HSL PUCRS - Hospital São Lucas da PUCRS (RS) — Prova 2024
Homem, 68 anos, procura a Unidade Básica de Saúde com relato de quadro recente de esquecimentos frequentes e perda súbita da concentração, principalmente durante a leitura. Relata que há 6 meses parou de trabalhar como taxista devido à dor lombar e se sente inútil e desesperançoso. Mora sozinho e passou a ficar mais recluso em casa, apresentando insónia, inapetência e falta de interesse nas atividades das quais sempre gostou de participar. Nega diagnóstico prévio de outras doenças crónicas. Em relação ao caso, a principal hipótese diagnóstica é __________________________________ .
Idoso com queixas cognitivas + anedonia, insônia, inapetência, desesperança → suspeitar de depressão.

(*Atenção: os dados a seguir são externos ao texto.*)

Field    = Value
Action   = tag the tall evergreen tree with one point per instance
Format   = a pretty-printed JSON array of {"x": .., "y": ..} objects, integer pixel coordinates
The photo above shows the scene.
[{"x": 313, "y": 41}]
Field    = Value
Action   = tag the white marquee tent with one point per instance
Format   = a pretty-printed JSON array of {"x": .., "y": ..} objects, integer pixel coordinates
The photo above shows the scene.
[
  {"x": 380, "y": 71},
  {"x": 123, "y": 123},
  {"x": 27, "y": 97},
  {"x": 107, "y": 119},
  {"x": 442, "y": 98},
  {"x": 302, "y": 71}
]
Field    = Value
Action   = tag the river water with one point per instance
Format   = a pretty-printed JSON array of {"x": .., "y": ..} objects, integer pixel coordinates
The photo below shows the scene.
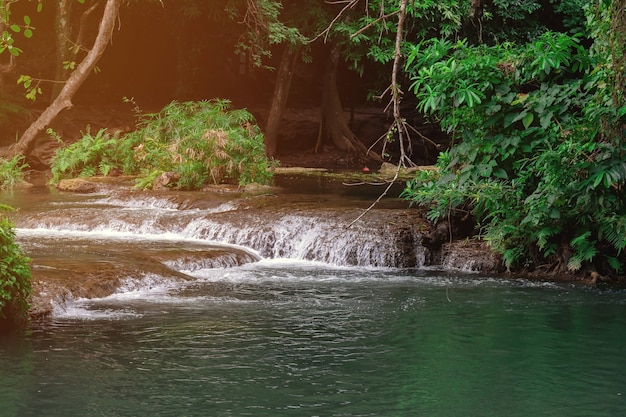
[{"x": 277, "y": 332}]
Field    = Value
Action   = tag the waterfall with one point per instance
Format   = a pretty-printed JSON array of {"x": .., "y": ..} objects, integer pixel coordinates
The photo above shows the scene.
[{"x": 382, "y": 238}]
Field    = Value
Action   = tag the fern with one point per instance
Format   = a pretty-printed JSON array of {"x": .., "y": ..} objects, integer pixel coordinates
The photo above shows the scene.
[{"x": 613, "y": 230}]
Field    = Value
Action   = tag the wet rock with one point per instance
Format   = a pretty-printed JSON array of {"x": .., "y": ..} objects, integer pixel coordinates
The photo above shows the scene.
[
  {"x": 77, "y": 185},
  {"x": 166, "y": 181},
  {"x": 468, "y": 256}
]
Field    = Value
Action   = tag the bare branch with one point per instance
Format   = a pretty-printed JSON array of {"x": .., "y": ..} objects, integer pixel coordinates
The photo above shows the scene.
[
  {"x": 369, "y": 25},
  {"x": 350, "y": 4}
]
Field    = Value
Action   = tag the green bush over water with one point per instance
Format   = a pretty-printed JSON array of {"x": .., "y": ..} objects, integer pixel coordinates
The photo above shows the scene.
[
  {"x": 11, "y": 171},
  {"x": 201, "y": 142},
  {"x": 539, "y": 155},
  {"x": 14, "y": 274}
]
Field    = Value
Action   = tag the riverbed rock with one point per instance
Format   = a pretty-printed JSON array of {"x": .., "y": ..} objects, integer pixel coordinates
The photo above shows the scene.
[{"x": 77, "y": 185}]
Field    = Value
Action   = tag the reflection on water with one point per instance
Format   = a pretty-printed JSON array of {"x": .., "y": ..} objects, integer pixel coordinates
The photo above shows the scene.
[
  {"x": 273, "y": 307},
  {"x": 283, "y": 338}
]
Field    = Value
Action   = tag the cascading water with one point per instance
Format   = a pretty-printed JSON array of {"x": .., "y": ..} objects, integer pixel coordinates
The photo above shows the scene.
[
  {"x": 199, "y": 304},
  {"x": 311, "y": 233},
  {"x": 118, "y": 234}
]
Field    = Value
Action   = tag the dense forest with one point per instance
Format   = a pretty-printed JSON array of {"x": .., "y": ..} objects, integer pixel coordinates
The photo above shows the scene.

Em idosos, a depressão pode se manifestar com sintomas cognitivos (pseudodemência) que podem mimetizar demência. A presença de anedonia, desesperança, insônia e inapetência, além de isolamento social, são marcadores importantes de um quadro depressivo.
O transtorno depressivo em idosos é uma condição comum e muitas vezes subdiagnosticada, com prevalência significativa na população geriátrica. É fundamental reconhecer suas manifestações atípicas, que podem incluir queixas cognitivas (pseudodemência), mascarando o quadro afetivo subjacente. A depressão geriátrica impacta severamente a qualidade de vida, funcionalidade e aumenta o risco de outras comorbidades e mortalidade. A fisiopatologia da depressão em idosos envolve uma complexa interação de fatores biológicos, psicológicos e sociais. O diagnóstico requer uma avaliação clínica abrangente, considerando a história pregressa, sintomas atuais (anedonia, desesperança, insônia, inapetência, isolamento) e exclusão de outras causas médicas. A diferenciação de demência é crucial, sendo a pseudodemência depressiva caracterizada por um início mais agudo e flutuante dos sintomas cognitivos, além da presença marcante de sintomas afetivos. O tratamento da depressão em idosos envolve abordagens farmacológicas (antidepressivos, com cautela devido a efeitos colaterais e interações medicamentosas) e não farmacológicas (psicoterapia, atividade física, suporte social). O prognóstico é favorável com tratamento adequado, mas o manejo exige acompanhamento contínuo e individualizado, visando a remissão dos sintomas e a melhora da funcionalidade e bem-estar do paciente.
Em idosos, a depressão pode se manifestar com sintomas como esquecimentos, perda de concentração, anedonia, isolamento social, insônia, inapetência e desesperança, além de queixas somáticas.
A depressão em idosos pode causar pseudodemência, com queixas cognitivas. A diferenciação se baseia na presença de sintomas afetivos e vegetativos proeminentes na depressão, como anedonia e desesperança, e um início mais agudo.
O diagnóstico precoce da depressão em idosos é crucial para evitar piora da qualidade de vida, isolamento social, aumento da morbidade e mortalidade, e para iniciar um tratamento adequado que pode reverter os sintomas.